Grace and peace be multiplied unto you Here the writer falls into the phraseology of the First Epistle (see note on 1 Peter 1:2), but adds to the simple benediction the words "through (better in) the knowledge of God and Jesus our Lord." The word for "knowledge" (epignosis) hovers between the meaning of "complete knowledge" and the recognition which implies love. It does not occur in the First Epistle. In St Paul's Epistles it meets us first in Romans 1:28; Romans 3:20, and occurs more or less frequently in most of the subsequent Epistles. In 1 Corinthians 13:8; 1 Corinthians 13:12 the verb from which it is formed is contrasted with the less perfect knowledge expressed by gnosis.
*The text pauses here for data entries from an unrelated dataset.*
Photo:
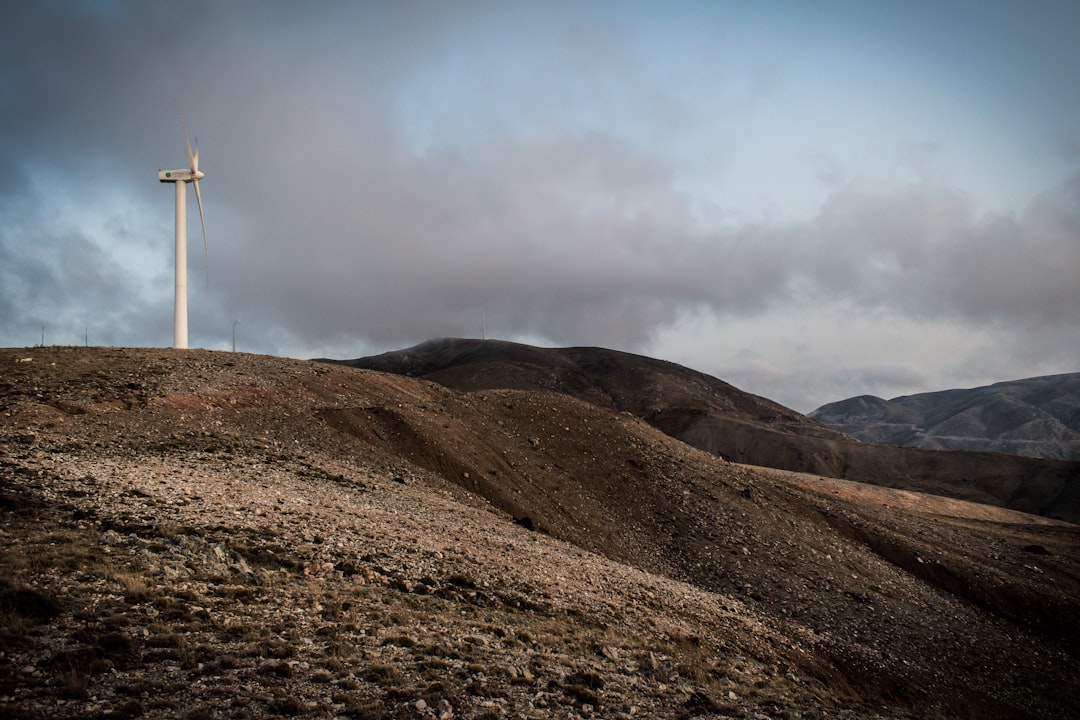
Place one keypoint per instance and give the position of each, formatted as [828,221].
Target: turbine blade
[202,219]
[192,162]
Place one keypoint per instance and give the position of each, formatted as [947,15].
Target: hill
[718,418]
[1037,417]
[196,534]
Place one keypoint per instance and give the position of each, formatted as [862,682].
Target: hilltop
[196,534]
[713,416]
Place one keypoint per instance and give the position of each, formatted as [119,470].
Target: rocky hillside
[194,534]
[718,418]
[1038,417]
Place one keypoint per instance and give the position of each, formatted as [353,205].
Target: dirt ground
[197,534]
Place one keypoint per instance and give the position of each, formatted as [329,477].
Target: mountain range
[1036,417]
[718,418]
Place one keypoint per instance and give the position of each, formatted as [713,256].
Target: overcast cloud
[811,203]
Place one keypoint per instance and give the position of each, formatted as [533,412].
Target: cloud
[381,174]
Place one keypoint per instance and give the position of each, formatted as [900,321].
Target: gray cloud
[340,216]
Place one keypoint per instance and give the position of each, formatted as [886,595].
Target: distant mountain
[1038,418]
[713,416]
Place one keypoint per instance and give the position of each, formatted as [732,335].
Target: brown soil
[210,534]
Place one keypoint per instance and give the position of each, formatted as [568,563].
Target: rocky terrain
[718,418]
[196,534]
[1037,417]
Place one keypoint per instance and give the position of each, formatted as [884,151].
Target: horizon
[812,203]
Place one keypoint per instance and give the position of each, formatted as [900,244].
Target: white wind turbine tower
[180,178]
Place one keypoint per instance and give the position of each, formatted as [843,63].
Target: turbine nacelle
[184,175]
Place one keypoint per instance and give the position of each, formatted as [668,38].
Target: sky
[808,200]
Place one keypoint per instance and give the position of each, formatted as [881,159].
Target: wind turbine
[180,178]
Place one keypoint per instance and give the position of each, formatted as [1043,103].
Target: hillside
[1037,417]
[718,418]
[196,534]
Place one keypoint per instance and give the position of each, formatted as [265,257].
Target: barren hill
[194,534]
[1037,417]
[718,418]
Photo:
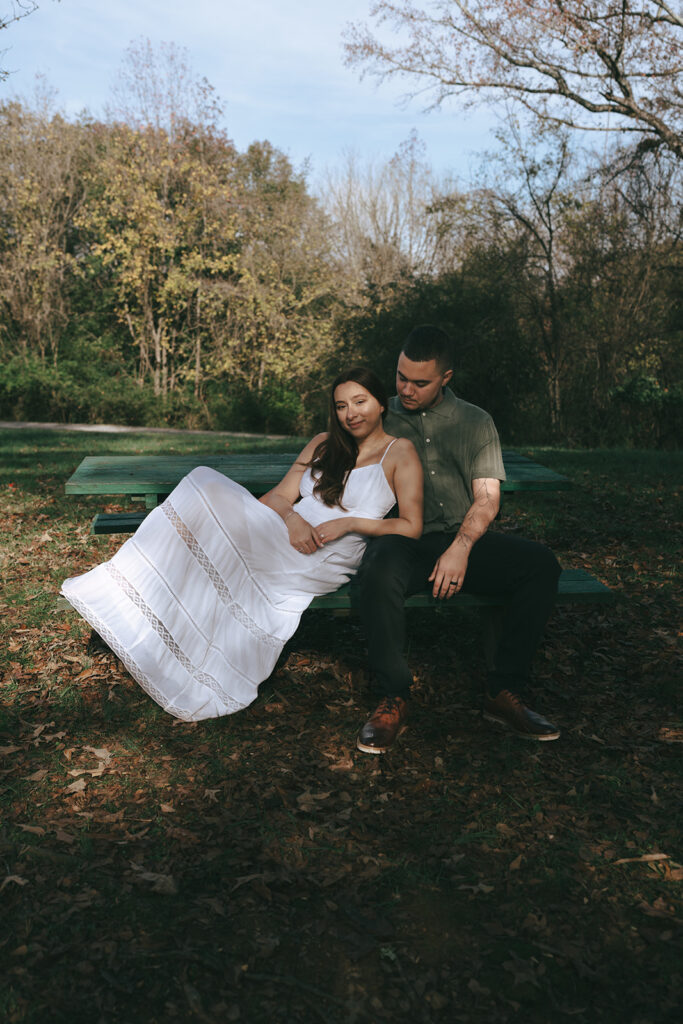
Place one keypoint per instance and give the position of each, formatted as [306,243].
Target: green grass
[466,877]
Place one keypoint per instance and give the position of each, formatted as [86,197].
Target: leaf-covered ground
[259,868]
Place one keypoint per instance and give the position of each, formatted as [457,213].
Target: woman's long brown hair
[335,457]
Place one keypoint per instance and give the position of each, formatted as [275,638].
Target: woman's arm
[404,475]
[284,495]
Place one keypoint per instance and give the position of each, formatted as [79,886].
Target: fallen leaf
[15,879]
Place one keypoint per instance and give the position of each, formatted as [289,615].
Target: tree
[278,334]
[159,224]
[579,62]
[17,10]
[386,224]
[157,88]
[41,165]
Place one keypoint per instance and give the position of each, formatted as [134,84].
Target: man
[463,468]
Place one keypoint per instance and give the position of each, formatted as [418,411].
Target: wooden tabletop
[152,477]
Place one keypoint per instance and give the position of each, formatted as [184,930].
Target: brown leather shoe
[508,710]
[384,725]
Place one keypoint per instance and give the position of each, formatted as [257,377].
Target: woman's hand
[303,537]
[334,528]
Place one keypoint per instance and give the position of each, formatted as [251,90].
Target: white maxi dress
[199,603]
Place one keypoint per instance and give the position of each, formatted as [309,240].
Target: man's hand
[303,537]
[332,529]
[449,572]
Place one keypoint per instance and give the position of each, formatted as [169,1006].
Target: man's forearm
[480,514]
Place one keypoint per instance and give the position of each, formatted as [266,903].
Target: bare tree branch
[601,65]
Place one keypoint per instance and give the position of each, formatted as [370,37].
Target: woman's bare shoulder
[306,454]
[401,446]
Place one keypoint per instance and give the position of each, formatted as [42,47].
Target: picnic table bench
[151,479]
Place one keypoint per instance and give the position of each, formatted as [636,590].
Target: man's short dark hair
[429,342]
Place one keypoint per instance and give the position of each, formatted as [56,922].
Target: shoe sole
[379,750]
[537,737]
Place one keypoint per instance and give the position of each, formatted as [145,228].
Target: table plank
[154,476]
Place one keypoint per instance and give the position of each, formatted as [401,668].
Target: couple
[199,603]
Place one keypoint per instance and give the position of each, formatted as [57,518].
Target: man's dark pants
[393,567]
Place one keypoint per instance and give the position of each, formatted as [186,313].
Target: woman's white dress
[199,603]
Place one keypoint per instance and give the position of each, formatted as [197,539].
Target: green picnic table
[151,478]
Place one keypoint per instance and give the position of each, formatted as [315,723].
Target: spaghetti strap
[386,450]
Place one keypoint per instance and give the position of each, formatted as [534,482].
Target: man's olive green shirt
[457,443]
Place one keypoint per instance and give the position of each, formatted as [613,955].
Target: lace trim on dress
[201,677]
[238,554]
[140,677]
[219,584]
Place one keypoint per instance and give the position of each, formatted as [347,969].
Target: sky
[276,67]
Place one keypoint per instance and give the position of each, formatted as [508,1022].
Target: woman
[200,602]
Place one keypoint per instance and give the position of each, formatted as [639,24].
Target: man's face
[420,385]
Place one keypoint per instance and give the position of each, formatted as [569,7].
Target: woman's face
[357,411]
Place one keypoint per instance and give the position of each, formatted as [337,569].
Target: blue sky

Looking to the history of the words, it would seem probable that in proportion as rash and self-asserting teaching boasted of the higher gnosis, the "science, falsely so called," of 1 Timothy 6:20, which afterwards developed into the heresies of the Gnosticsect, the true teachers set up the other word as expressing something nobler and more excellent. "Not gnosis," they seem to say, "but epignosis, not an abstract speculative knowledge, but that which implies a fulness of contemplation, loving as well as knowing." St Peter's use of the word in this Epistle, obviously written after closer contact with false teachers of this kind than is traceable in the First, admits, probably, of this explanation.

Jesus our Lord The peculiar construction, as distinct from "Christ Jesus" and "the Lord Jesus," occurs elsewhere only in Romans 4:24.